20代も後半となり、味覚が昔と変わってきたように思う。基本的に好き嫌いは今も昔も特に無いのだが、ここ数年、大好物と呼べるぐらいになってきた食材が「タケノコ」である。煮物や天ぷらは勿論、チョコでコーティングして「タケノコの里」にしても良いだろう。
それを知ってかこの時期、妻の実家の裏山ではタケノコがぽこぽことよく生えるらしく、一度掘りに来てはどうか?との事。
「山の形が変わってしまっても知りませんよ」と、あらかじめ断りをいれ、私の処女タケノコ堀りは行われたのであった。

春、まっ盛りの土曜休日である。
今年の花見もこの土日が最後であるだろうが、私、妻、お義母さんの三人は頭上に散りゆく桜を惜しみもせず、ただひたすら竹林をうつ向いて、真下にタケノコの頭を探し歩く。

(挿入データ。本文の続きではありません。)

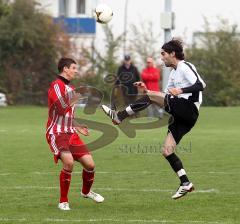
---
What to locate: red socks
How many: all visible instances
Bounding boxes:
[82,169,94,194]
[59,169,72,203]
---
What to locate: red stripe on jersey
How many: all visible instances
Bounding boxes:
[46,79,75,138]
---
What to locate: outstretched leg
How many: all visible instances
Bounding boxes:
[162,132,194,199]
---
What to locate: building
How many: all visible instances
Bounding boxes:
[37,0,98,57]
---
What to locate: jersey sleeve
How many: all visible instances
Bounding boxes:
[182,64,206,93]
[49,83,71,115]
[164,73,174,93]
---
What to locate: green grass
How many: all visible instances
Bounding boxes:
[0,107,240,224]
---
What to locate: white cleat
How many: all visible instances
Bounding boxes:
[58,202,71,211]
[101,105,121,125]
[81,191,104,203]
[172,182,194,199]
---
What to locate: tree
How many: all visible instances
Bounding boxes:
[186,19,240,106]
[0,0,70,104]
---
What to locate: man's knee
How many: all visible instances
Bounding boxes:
[162,145,175,157]
[147,91,166,107]
[84,161,95,171]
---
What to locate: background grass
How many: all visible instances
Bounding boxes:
[0,107,240,224]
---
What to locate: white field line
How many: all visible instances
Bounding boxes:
[0,170,239,176]
[0,185,218,193]
[0,217,27,223]
[45,218,225,224]
[0,217,226,224]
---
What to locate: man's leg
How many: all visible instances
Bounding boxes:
[58,152,74,210]
[162,132,194,199]
[102,91,166,124]
[78,154,104,202]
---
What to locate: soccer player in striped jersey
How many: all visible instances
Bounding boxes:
[46,58,104,210]
[102,39,206,199]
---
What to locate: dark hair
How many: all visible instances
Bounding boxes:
[162,39,184,60]
[58,58,77,73]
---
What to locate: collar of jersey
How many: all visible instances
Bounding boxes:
[58,75,70,85]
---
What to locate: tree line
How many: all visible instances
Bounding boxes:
[0,0,240,106]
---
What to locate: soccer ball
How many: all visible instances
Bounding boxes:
[93,4,113,23]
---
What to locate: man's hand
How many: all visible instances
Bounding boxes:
[75,124,89,136]
[168,88,183,96]
[133,82,147,93]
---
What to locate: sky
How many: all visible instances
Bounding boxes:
[97,0,240,43]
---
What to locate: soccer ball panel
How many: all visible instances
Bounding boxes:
[93,4,113,23]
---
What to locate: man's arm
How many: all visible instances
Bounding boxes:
[182,62,206,93]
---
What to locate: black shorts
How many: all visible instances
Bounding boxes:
[165,95,198,144]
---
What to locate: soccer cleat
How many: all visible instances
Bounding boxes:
[58,202,71,211]
[172,182,194,199]
[101,105,121,125]
[81,191,104,203]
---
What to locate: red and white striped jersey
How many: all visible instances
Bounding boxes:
[46,76,75,139]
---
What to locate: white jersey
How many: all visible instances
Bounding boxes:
[165,61,206,109]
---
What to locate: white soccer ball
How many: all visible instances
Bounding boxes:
[93,4,113,23]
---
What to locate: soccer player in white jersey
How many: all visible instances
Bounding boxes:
[46,58,104,210]
[102,39,206,199]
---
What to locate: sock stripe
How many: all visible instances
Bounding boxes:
[177,169,186,177]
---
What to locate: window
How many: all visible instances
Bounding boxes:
[77,0,86,14]
[59,0,69,16]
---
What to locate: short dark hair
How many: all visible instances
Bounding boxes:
[162,39,184,60]
[58,58,77,73]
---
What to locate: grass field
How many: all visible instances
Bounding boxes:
[0,107,240,224]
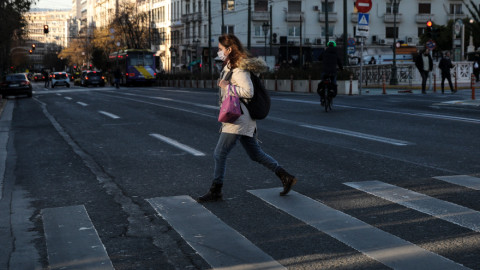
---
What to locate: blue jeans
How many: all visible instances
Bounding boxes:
[213,132,279,184]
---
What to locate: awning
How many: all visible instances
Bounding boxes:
[188,59,202,66]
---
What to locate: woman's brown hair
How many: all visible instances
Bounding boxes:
[218,34,250,69]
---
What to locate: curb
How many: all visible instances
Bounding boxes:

すぐ裏山と言えど、ここ数年手入れされていない山道は予想外に厳しい。誰が詠んだか忘れたが、小学校の国語で習った俳句に「わけいっても わけいっても 青い山」というのがあった。おそらくこの作者もあまりの山の険しさに頭がおかしなってしまい五七五がわからんようになったんじゃなかろうか。そんな事を考え、道中、先を歩くお義母さんが掻き分けた木の枝が鞭となって、ヒョッとその後ろを行く私に容赦無く襲いかかる等の苦難を乗り越えながら、タケノコの頭を見付けてはクワを入れ、掘り出す。クワすら初めて握ったシティーボーイの私にはいささかハードワークである。が、次第にコツを掴み一本のタケノコを掘り出すのにクワを入れる回数も徐々に少なくなっていった(師匠であるお義母さんは5、6回クワを入れるだけで掘り出す)。
ついでにミツバ、サンショ等の野草も摘み山を降りる。
夕飯は妻の作る筍御飯、筍とアブラゲの煮物、筍とサンショの葉の柚味噌和え。当然ながらビール。勿論デザートは…?

牛乳プリン食べました。そこは普通に。